Looking for solutions
Some industry associations say they are hoping formalizing standards for transcription will help increase record accuracy. Heymont doesn’t agree. "You are not necessarily getting [the dictation] right and you are still not solving the problem, which is teaching doctors to communicate."
Heymont, who recommends the book Dictation Therapy for Doctors, suggests requiring physicians to take a certain amount of continuing medical education on how to properly create documentation. He also suggests doctors keep their certificate of completion on file with the medical records director of any hospital where they have admission privileges.
The cost of inaccurate or incomplete records is increasing every day. If hospitals don’t have the right documentation and the right elements in that documentation before the codes are applied to patient visits, two things could happen, Baxter says:
Hospitals will experience delays in reimbursement. HCFA will challenge the level of coding facilities assign."They’ll either have to respond with more documentation, which is going back to the doctor for additional clarification, again delaying the reimbursement," she explains, "or [HCFA will tell them], This is not clear, and we’re not going to pay that much.’ The primary reason for this is a failure to document what’s necessary and in a proper format that can be readily understood and found within the documentation."

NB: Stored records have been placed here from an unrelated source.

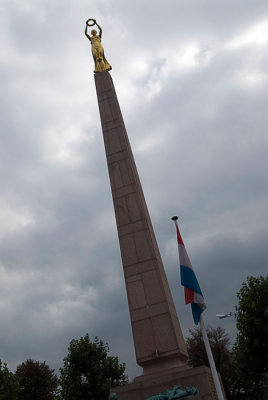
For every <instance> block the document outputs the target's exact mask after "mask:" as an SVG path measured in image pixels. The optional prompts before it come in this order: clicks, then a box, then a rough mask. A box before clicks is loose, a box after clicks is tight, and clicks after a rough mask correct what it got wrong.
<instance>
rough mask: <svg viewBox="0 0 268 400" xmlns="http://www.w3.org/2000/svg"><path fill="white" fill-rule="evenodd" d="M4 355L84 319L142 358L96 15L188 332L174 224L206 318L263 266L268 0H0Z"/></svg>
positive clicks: (115, 344)
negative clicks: (120, 242)
mask: <svg viewBox="0 0 268 400" xmlns="http://www.w3.org/2000/svg"><path fill="white" fill-rule="evenodd" d="M0 15H1V16H0V43H1V74H0V79H1V90H0V101H1V145H0V193H1V195H0V237H1V240H0V325H1V329H0V359H2V361H3V362H7V364H8V366H9V368H10V369H11V370H14V369H15V368H16V366H17V365H18V364H19V363H21V362H22V361H25V360H26V359H27V358H33V359H35V360H38V361H44V360H46V361H47V363H48V364H49V365H50V367H52V368H55V369H56V370H58V368H59V367H60V366H61V365H62V360H63V357H64V356H66V355H67V347H68V344H69V342H70V340H71V339H73V338H76V339H79V338H80V337H81V336H84V335H85V334H86V333H87V332H88V333H89V335H90V337H92V338H94V336H95V335H98V336H99V337H100V338H101V339H103V340H104V341H107V342H108V343H109V345H110V349H111V354H113V355H118V356H119V358H120V361H122V362H123V361H124V362H126V364H127V372H128V373H129V376H130V377H131V378H132V377H133V376H135V375H137V374H138V373H139V371H140V370H139V368H138V367H137V365H136V361H135V354H134V346H133V340H132V334H131V328H130V320H129V315H128V306H127V297H126V291H125V283H124V278H123V270H122V263H121V258H120V251H119V243H118V238H117V231H116V224H115V217H114V211H113V205H112V197H111V191H110V184H109V179H108V172H107V165H106V158H105V152H104V146H103V138H102V131H101V124H100V118H99V111H98V105H97V98H96V91H95V85H94V76H93V75H94V74H93V69H94V63H93V59H92V56H91V49H90V43H89V41H88V39H87V38H86V37H85V35H84V28H85V21H86V20H87V19H88V18H95V19H97V21H98V23H99V24H100V25H101V26H102V28H103V40H102V42H103V46H104V49H105V54H106V58H107V60H108V61H109V62H110V64H111V65H112V67H113V69H112V71H111V76H112V78H113V81H114V84H115V88H116V91H117V95H118V99H119V102H120V106H121V110H122V113H123V116H124V120H125V124H126V127H127V130H128V134H129V138H130V142H131V144H132V149H133V153H134V157H135V159H136V163H137V168H138V171H139V174H140V178H141V182H142V185H143V189H144V193H145V197H146V200H147V205H148V208H149V211H150V214H151V218H152V223H153V225H154V228H155V233H156V237H157V240H158V244H159V247H160V251H161V254H162V258H163V262H164V266H165V269H166V272H167V276H168V279H169V282H170V286H171V291H172V294H173V296H174V301H175V304H176V307H177V311H178V316H179V320H180V323H181V326H182V330H183V332H184V335H185V336H187V334H188V330H189V328H190V329H191V328H193V327H194V323H193V319H192V316H191V310H190V306H185V305H184V295H183V288H182V287H181V285H180V278H179V268H178V264H179V260H178V253H177V244H176V236H175V228H174V224H173V222H172V221H171V220H170V218H171V217H172V216H173V215H178V216H179V221H180V228H181V233H182V237H183V239H184V243H185V246H186V248H187V251H188V254H189V256H190V259H191V261H192V264H193V266H194V268H195V272H196V275H197V277H198V280H199V283H200V286H201V288H202V290H203V293H204V296H205V299H206V303H207V307H208V308H207V310H206V312H205V313H204V315H205V317H204V318H205V320H206V322H207V323H208V324H210V325H212V326H217V325H221V326H222V327H223V328H225V329H226V330H227V331H228V332H229V333H230V335H231V337H232V338H233V339H234V338H235V320H234V319H233V318H228V319H226V320H221V321H219V320H217V318H216V317H215V315H216V313H221V312H229V311H231V310H232V309H233V307H234V306H235V304H236V302H237V301H236V293H237V291H238V290H239V288H240V287H241V283H242V282H243V281H245V280H246V277H247V276H248V275H254V276H259V275H260V274H262V275H264V274H266V271H267V256H268V254H267V247H268V246H267V233H268V223H267V200H268V199H267V197H268V196H267V186H268V185H267V150H268V149H267V144H268V139H267V125H268V123H267V122H268V113H267V109H268V93H267V82H268V73H267V71H268V2H267V0H263V1H261V0H235V1H234V0H232V1H231V0H226V1H220V0H178V1H174V0H173V1H172V0H165V1H160V0H143V1H142V0H135V1H133V2H130V1H126V0H99V1H96V0H88V1H86V0H72V1H71V0H57V1H55V0H43V1H40V0H39V1H36V0H27V1H26V2H22V1H21V0H1V14H0Z"/></svg>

Both Baxter and Brandt emphasize physician education as one part of the solution. Diskriter’s director of education and training, for example, will be working with corporate compliance officers to develop a program that will help instruct the physician on what to document and what to delete.
Facilities also can educate physicians about the liability that they have if their dictation is inaccurate or incomplete, Brandt says. "Hospitals that are having a significant problem with that might consider bringing in an attorney or an expert to do a seminar for the medical staff about liability issues involved in documentation. Physicians do care about liability, and they do care about patient care."
Giving physicians guidelines for dictation can be helpful, too, she adds. For example, some hospitals give physicians handouts for what should be included in a history and physical, a discharge summary, a consult, and an operative report. "Some hospitals even make small laminated wallet-sized cards that physicians can carry with them and refer to."
Physicians also are taking more notice when they are penalized for records that have faulty documentation. "The only way to wake them up is to hit them in the pocketbook," Heymont says.
Peer pressure works, too, Brandt says. Records from physicians who routinely document next to nothing or make statements that are possibly inaccurate should be reviewed and taken to a committee of peers. "For example, if you have someone in surgery who never dictates what he or she should in an operative report, then I would suggest reviewing those records and taking them to the surgery service and asking if this is acceptable documentation for this service. Generally the service chief will say no.
"Then the service chief can take action with that particular physician. That is usually more effective since it’s physician to physician," she says.